[GSoC] Parallelism in Bio.jl


#1

Hi all,

I am a Ph.D. student at the University of Tokyo, Japan, and a core developer of the BioJulia project. I’d like to participate in the summer of code this year again.

The project idea I’d like to propose is introducing parallelism in BioJulia. Today’s computational biology faces the problem of growing data, and hence BioJulia developers have been careful of the design and algorithms to squeeze computational power out of a single CPU. However, we haven’t paid so much attention to parallelism in the project because enriching the functionality has had higher priority. I’ve implemented lots of new tools in Bio.jl I need this and last year, and my lab mates are starting to use it in their researches. I think it’s time to make it faster with the power of multiple cores.

The ease of use will be the highest priority. What biologists want to do is to finish their jobs faster, not to write fast but complicated code. So I think an approach like dask and Dagger.jl would be the best way to go, which parallelizes computation of delayed tasks (or thunks) using a task scheduler. I’m going to focus on single node parallelism since distributed computing in a computer cluster would be too much for a summer project.

Mentor candidates in my mind are @shashi and @ChrisRackauckas because I believe they have sophisticated knowledge of parallel computing in Julia. I appreciate comments.

Thank you.


#2

I won’t be able to do this. I think I will have too many DiffEq projects to be able to properly give attention to this.


#3

Okay, I’m sorry but it would be impossible if you say impossible.


#4

For single node parallelism, you might also want to look into https://github.com/JuliaGPU/GPUArrays.jl/, which is almost ready for release!


#5

Hi @bicycle1885,

Good to see your interest, as always! :slight_smile: Do submit your proposal!

As Simon mentioned, single-node parallelism would definitely benefit from threads and GPUs. However threading is yet to come to a mature state in Julia. The good news is, it’s possible to describe parallelism using Dagger.jl and then implement a few tweaks to the scheduler to use threading instead of processes once we have support for a decent threading API in Julia. That said, we should be able to get speedups on embarassingly parallel tasks and some other tasks using Dagger as it is.

I’d like to know more about the kinds of operations that might benefit from parallelism in Bio-related projects.

If you see GPUs as the most useful form of parallelism for Bio packages, I’d suggest just using GPUArrays.jl. If out-of-core computations are required, we should also be able to use Dagger in combination with GPUArrays to achieve some kind of hybrid parallelism with a small overhead of the scheduler.

@sdanisch nice to see that GPUArrays is maturing, it’s an exciting piece of software!


#6

Thank you for your comments, @sdanisch and @shashi, and I’m sorry for being the late reply.

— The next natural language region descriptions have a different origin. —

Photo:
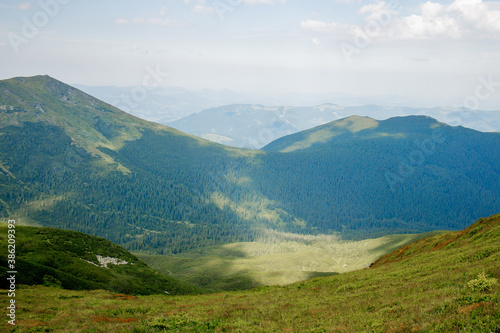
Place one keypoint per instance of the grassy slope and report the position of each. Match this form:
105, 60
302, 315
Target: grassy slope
58, 257
282, 261
426, 292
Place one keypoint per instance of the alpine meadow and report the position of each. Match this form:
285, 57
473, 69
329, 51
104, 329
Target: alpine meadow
250, 166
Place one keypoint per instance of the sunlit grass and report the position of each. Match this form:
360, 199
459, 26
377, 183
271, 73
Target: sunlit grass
276, 259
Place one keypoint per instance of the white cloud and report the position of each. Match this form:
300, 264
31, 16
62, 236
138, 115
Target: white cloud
161, 20
460, 19
266, 2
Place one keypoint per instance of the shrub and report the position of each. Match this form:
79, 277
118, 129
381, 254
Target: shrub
482, 283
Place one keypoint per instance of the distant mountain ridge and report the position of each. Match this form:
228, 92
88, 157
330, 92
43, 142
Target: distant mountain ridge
68, 160
254, 126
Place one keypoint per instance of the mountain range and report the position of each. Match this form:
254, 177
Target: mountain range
254, 126
71, 161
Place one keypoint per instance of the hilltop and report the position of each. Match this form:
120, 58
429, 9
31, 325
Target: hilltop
70, 161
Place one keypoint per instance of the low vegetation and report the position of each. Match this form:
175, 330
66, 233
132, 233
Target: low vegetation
423, 290
275, 259
72, 260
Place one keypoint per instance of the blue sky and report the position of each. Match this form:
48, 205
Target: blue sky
439, 51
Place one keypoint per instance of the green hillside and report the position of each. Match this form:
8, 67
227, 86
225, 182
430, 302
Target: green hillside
404, 173
72, 260
278, 260
452, 288
70, 161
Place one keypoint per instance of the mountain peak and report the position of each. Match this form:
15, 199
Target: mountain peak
354, 126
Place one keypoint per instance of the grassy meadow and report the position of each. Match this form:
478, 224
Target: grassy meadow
431, 285
277, 259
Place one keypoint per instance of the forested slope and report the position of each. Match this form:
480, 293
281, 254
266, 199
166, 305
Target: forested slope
70, 161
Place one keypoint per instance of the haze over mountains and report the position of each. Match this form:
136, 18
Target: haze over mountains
71, 161
235, 119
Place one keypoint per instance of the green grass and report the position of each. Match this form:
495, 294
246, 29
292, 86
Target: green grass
427, 291
279, 259
69, 260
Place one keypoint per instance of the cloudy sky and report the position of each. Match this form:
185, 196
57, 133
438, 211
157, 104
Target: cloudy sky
443, 52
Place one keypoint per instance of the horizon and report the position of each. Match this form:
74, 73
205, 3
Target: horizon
436, 53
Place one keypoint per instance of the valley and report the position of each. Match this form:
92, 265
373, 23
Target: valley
426, 291
201, 237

I’m interested in GPUArrays.jl but using GPUs is not in the scope of my project because it will require tailor-made algorithms targeted for the task. What I’d like to parallelize are more general jobs (e.g. finding sequences having a particular pattern from 10,000 sequences).

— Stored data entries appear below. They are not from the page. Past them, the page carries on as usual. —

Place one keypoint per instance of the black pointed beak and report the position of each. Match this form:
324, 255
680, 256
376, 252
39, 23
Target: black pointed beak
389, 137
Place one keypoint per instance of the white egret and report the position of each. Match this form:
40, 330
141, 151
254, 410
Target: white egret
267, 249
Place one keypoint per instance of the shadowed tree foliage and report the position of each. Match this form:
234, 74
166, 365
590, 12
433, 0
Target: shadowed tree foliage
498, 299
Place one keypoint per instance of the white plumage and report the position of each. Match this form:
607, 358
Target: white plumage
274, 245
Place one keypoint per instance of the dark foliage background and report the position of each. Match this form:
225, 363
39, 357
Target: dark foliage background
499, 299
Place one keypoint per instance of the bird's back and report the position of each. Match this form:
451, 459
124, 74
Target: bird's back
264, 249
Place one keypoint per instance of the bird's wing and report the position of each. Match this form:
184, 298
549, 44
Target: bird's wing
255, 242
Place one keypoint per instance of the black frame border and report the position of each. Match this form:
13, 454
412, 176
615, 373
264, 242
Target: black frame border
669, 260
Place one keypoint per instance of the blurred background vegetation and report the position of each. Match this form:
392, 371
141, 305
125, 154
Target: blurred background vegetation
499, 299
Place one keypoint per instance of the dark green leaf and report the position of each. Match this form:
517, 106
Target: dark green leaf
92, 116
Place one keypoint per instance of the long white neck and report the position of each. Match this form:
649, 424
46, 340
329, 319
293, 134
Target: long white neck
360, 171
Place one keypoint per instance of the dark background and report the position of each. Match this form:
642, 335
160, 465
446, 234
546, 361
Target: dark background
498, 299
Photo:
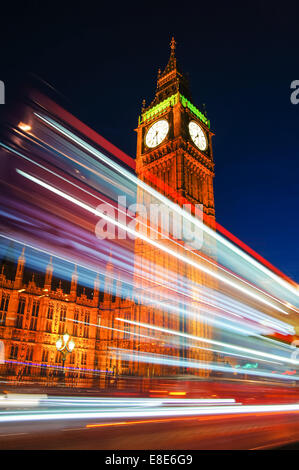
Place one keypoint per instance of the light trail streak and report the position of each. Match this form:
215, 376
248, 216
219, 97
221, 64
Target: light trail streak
211, 341
166, 412
100, 199
167, 202
148, 240
179, 362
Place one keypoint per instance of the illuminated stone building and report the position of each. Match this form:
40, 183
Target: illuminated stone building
174, 155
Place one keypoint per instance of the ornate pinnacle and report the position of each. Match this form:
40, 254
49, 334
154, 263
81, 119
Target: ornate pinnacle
172, 45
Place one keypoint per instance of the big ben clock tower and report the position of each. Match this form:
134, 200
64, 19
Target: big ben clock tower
174, 155
174, 142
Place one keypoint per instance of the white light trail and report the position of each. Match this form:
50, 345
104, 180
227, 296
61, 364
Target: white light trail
167, 202
148, 240
211, 341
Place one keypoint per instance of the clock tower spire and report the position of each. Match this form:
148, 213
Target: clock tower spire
174, 155
174, 141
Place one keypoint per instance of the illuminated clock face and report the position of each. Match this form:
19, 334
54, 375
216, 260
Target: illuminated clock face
157, 133
197, 135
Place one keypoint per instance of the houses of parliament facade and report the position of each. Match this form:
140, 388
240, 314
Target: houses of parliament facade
174, 145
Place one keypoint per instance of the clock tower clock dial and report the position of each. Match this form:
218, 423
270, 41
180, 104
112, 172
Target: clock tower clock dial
157, 133
198, 136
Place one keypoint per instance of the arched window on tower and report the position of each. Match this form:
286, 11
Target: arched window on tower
20, 312
3, 308
34, 315
62, 319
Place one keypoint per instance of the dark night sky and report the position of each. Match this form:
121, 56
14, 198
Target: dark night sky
241, 61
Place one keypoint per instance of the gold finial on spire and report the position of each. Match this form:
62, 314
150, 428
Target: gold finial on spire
172, 45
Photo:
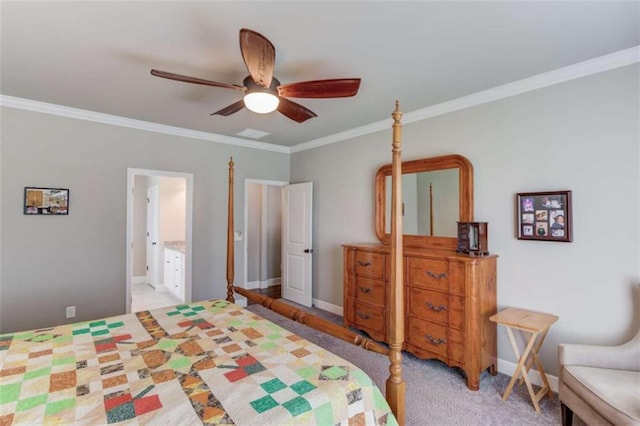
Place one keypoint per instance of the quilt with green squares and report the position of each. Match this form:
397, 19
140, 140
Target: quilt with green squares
208, 362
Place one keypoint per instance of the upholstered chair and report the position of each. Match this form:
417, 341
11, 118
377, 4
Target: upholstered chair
600, 384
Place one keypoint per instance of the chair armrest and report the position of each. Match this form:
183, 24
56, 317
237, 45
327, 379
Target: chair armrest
621, 357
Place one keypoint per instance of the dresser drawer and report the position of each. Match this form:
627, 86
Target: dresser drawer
438, 307
428, 273
437, 339
367, 290
368, 318
367, 264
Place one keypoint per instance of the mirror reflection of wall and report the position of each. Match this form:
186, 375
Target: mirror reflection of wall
443, 203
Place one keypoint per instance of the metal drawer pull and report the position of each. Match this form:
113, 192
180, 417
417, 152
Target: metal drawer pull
436, 308
434, 340
363, 316
437, 276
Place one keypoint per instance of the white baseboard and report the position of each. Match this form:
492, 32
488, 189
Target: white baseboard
270, 282
508, 368
334, 309
252, 285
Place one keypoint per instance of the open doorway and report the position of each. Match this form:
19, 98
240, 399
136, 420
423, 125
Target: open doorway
159, 227
263, 236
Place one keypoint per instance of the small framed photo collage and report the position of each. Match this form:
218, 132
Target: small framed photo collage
544, 216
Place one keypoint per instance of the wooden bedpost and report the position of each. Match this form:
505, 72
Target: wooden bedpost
230, 240
395, 383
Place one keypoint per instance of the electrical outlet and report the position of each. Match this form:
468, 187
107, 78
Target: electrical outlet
71, 311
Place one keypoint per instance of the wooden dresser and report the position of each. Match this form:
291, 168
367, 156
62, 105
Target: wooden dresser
449, 298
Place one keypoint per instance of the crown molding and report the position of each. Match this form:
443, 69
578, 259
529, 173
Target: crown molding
582, 69
80, 114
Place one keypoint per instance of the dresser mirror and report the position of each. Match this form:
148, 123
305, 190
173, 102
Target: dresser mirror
437, 192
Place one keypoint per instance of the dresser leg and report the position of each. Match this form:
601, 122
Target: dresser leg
567, 415
473, 383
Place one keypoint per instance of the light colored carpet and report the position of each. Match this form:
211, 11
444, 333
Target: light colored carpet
435, 393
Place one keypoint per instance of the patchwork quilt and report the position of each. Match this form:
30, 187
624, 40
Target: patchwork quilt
209, 362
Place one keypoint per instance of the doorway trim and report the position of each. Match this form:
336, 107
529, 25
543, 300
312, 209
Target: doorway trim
248, 182
131, 173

There are many kinds of tasks that can be parallelized in a program. For example, we often read 100s GiB of files and do stream processing. Dagger seems to have a parallel CSV reader and I hope to parallelize reading file formats that are specific to biology as well (BGZFStreams.jl experimentally supports paralle decompossion, which is an example of parallel reading used in BioJulia). Other example is k-mer counting, which creates a histogram of short sequence patterns in a sequence. There are several softwares that support parallel counting (e.g. Jellyfish) but Bio.jl doesn’t support. If would be great if it is possible to compute k-mer counting for multiple sequences in parallel and then reduce them into a histogram using Dagger.


#7

These applications are interesting! I’m interested in mentoring this project. Do submit your proposal through the GSoC website as soon as possible!


#8

Thank you! :smile: I’ve submitted a draft but I’m still blushing it up until the deadline.